I am wondering whether Google Dataflow can do something that is equivalent of like SQL
SELECT * FROM A INNER JOIN B ON A.a = B.b **LIMIT 1000**
I know that Dataflow has very standard programming paradigm to do join. However, the part I am interested in. is this LIMIT 1000
. Since I don't need all of the joined result but only any 1000 of them.

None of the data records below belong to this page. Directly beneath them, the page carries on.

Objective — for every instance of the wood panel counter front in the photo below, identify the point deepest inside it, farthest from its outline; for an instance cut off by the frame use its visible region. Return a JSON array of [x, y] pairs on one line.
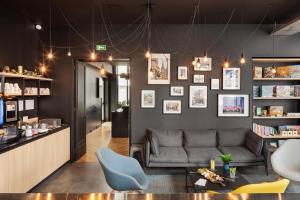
[[24, 165]]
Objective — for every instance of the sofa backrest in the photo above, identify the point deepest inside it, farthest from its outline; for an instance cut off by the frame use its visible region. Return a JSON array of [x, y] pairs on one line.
[[167, 138], [200, 138], [232, 137]]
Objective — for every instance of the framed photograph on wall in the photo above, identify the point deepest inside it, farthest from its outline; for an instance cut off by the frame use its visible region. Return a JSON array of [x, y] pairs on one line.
[[148, 99], [214, 84], [198, 96], [176, 91], [159, 68], [233, 105], [171, 107], [182, 72], [231, 79], [202, 64], [198, 78]]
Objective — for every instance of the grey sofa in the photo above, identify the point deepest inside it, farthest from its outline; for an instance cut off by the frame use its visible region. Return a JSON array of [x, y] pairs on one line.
[[184, 148]]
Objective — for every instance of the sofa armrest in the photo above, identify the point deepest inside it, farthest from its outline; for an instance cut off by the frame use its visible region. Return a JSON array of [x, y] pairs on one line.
[[147, 152]]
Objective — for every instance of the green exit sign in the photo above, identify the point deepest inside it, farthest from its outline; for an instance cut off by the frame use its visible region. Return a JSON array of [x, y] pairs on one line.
[[101, 47]]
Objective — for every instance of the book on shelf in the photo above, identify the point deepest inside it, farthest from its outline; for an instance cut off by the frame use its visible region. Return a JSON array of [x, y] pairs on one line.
[[268, 72], [284, 91], [257, 72], [256, 91], [268, 91]]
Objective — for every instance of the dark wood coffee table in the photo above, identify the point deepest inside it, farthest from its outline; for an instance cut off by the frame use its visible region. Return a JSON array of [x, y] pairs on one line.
[[230, 184]]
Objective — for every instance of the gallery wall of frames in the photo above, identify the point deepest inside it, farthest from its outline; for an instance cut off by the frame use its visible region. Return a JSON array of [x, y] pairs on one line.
[[169, 92]]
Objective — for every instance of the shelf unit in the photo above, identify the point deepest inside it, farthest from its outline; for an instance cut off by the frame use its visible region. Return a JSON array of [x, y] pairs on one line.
[[290, 103]]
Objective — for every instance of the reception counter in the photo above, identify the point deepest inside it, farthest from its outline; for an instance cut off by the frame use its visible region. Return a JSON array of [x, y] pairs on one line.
[[25, 163]]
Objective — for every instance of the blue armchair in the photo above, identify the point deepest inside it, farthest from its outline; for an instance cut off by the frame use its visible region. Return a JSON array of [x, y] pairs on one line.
[[121, 173]]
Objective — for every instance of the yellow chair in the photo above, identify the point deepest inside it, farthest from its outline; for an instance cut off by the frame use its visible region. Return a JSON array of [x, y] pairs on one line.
[[268, 187]]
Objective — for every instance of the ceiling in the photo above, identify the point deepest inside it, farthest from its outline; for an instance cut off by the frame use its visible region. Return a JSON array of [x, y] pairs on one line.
[[79, 12]]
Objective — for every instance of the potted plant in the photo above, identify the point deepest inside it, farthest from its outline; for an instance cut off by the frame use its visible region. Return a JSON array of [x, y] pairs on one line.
[[226, 158]]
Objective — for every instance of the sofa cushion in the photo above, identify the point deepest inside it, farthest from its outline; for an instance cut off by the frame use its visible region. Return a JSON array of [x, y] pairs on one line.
[[232, 137], [254, 143], [167, 138], [203, 155], [170, 154], [201, 138], [154, 145], [241, 154]]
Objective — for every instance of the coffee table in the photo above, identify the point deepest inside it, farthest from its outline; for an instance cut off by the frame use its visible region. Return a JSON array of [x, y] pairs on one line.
[[230, 184]]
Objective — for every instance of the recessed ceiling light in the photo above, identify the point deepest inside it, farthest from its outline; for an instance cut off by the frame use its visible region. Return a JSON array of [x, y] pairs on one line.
[[38, 27]]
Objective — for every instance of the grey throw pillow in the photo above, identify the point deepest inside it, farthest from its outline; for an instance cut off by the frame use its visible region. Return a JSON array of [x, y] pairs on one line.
[[154, 145], [254, 143]]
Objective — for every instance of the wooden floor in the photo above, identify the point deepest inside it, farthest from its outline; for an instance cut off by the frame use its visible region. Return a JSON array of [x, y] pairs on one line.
[[101, 137]]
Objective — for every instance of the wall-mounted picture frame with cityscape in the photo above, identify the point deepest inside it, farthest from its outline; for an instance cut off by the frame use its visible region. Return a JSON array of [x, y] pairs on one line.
[[159, 68], [198, 96], [172, 107], [233, 105], [231, 78], [148, 99], [202, 64], [198, 78], [176, 91], [214, 84], [182, 73]]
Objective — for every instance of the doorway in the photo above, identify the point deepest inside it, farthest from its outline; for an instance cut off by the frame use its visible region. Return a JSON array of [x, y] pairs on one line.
[[98, 96]]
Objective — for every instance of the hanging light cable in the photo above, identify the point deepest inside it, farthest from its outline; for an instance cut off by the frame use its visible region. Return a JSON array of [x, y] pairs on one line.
[[50, 55], [147, 54]]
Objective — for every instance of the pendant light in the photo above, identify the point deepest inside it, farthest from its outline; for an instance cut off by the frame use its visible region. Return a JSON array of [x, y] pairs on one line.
[[50, 54], [69, 51], [148, 52]]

I am wondering whether I can utilize this use case to speed up my job (assuming the join are between very expansive tables and will produce very large result on a fully join)
So I assume that a very naive way to achieve the above SQL result is some template code as follows:
PCollection A = ...
PCollection B = ...
PCollection result = KeyedPCollectionTuple.of(ATag, A).and(BTag, B)
.apply(CoGroupByKey.create())
.apply(ParDo.of(new DoFn<KV<...,CoGbkResult>, ...>() {
})
.apply(Sample.any(1000))
However my concern is that how is this Sample
transformation hooking up with ParDo
internally handled by dataflow. Will dataflow able to optimize in the way that it will stop processing join as long as it know it will definitely have enough output? Or there is simply no optimization in this use case that dataflow will just compute the full join result and then select 1000 from the result? (In this way, Sample
transform is will only be an overhead)
Or long question short, it is possible for me to utilize this use case to do partial join in dataflow?
EDIT:
Or in essentially, I am wondering does Sample.any()
transform will able to hint any optimization to upstream PCollection? For example if I do
pipeline.apply(TextTO.Read.from("gs://path/to/my/file*"))
.apply(Sample.any(N))
Will dataflow first load all data in and then select N or will it able to take advantage of Sample.any()
and do some optimization and prune out some useless read.
Currently neither Cloud Dataflow, nor any of the other Apache Beam runners (as far as I'm aware) implement such an optimization.